L’esperienza è stata tradotta anche in musica?
“Certamente: abbiamo attivato dei laboratori in cui ho proposto agli studenti e alle studentesse anche il mio percorso narrativo di cantastorie e poi, insieme, abbiamo scritto delle canzoni che sono state infine registrate in una sala di incisione. Hanno vissuto l’esperienza con entusiasmo perché si sono sentiti protagonisti e hanno potuto mettere in musica le loro paure, i dubbi, la loro vita in territori difficili, segnati dalla criminalità organizzata. Il cd è stato stampato in 4mila copie e verrà distribuito nelle scuole calabresi ma anche regalato dal Miur a rappresentanti delle forze dell’ordine e del Governo”.

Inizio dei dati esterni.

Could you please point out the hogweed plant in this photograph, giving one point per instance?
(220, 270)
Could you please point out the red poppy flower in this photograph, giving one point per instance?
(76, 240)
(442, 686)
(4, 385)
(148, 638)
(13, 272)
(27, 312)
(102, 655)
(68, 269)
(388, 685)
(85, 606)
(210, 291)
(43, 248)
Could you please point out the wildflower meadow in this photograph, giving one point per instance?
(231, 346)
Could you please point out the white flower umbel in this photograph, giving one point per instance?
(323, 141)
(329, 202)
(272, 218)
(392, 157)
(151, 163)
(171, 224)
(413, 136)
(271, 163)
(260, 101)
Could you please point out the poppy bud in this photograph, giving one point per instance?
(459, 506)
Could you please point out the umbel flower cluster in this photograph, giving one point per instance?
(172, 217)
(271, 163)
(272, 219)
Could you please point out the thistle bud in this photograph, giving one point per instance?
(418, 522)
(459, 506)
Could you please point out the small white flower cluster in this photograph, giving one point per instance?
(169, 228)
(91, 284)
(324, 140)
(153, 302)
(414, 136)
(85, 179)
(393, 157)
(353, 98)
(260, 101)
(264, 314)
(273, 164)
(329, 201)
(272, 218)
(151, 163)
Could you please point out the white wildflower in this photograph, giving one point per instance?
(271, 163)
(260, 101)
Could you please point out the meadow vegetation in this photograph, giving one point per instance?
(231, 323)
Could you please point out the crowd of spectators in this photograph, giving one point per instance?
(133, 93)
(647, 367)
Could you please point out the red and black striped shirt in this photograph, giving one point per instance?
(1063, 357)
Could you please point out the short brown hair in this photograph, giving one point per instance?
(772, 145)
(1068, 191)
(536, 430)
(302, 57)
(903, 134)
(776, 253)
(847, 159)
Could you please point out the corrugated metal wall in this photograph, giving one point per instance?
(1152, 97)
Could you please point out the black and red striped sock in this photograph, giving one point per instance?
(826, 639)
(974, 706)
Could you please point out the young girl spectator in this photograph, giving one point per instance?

Qual è il bilancio di questo lavoro?
“Il contatto con i ragazzi e la gente è stato entusiasmante. E’ partito in sordina perché non sapevamo se potesse funzionare nelle scuole e invece ha avuto un gran successo: ho incontrato colleghi disponibilissimi che hanno lavorato con me anche senza la certezza di un guadagno; sono stati eccezionali nel coinvolgere i ragazzi durante gli incontri con i magistrati e le forze dell’ordine. Da parte loro, i ragazzi sono stati attenti, diretti e anche spietati nelle domande – “ma quando arrestate i mafiosi, loro che fanno?”, “Dopo che hanno confessato, cosa succede? Perché dicono che li abbandonate?”: sono stati sensibili e capaci di arrivare al nocciolo del problema. Anche perché bisogna sempre ricordare che la loro vita quotidiana è condizionata dalla presenza dell’ndrangheta, non è facile dissociarsi per chi vive a Gioia Tauro o a Rosarno e lo Stato è spesso visto come quello che arresta, che condanna, che ti fa la perquisizione. Quindi questi incontri sono serviti anche per avvicinare le istituzioni alla persone”.
Lo rifarete?
“Riprenderemo il progetto in autunno ma stavolta vorremmo portarlo fuori dai confini della Calabria e per questo stiamo selezionando quattro scuole in Sardegna, Toscana, Veneto e Lombardia. In particolare in Barbagia abbiamo incontrato una ventina di donne sindache che hanno progetti molto interessanti e saremmo felici di lavorare in un territorio dove c’è una grande tradizione di resistenza femminile. Vogliamo anche collegarci al mondo del lavoro partendo dalla raccolta delle arance di Rosarno e trasformare – per quanto possibile – una storia di sfruttamento per migliaia di immigrati in una possibilità di riscatto. Con la collaborazione di Libera, sceglieremo le aziende virtuose che credono nella legalità aggiungendo alle confezioni dei loro agrumi una cartolina con i testi delle mie canzoni sulle donne che si sono battute contro l’ndrangheta. Organizzeremo anche delle feste agroalimentari dove racconteremo storie di antimafia insieme al mondo del lavoro, con l’appoggio del Ministero dell’Agricoltura e della Coldiretti”.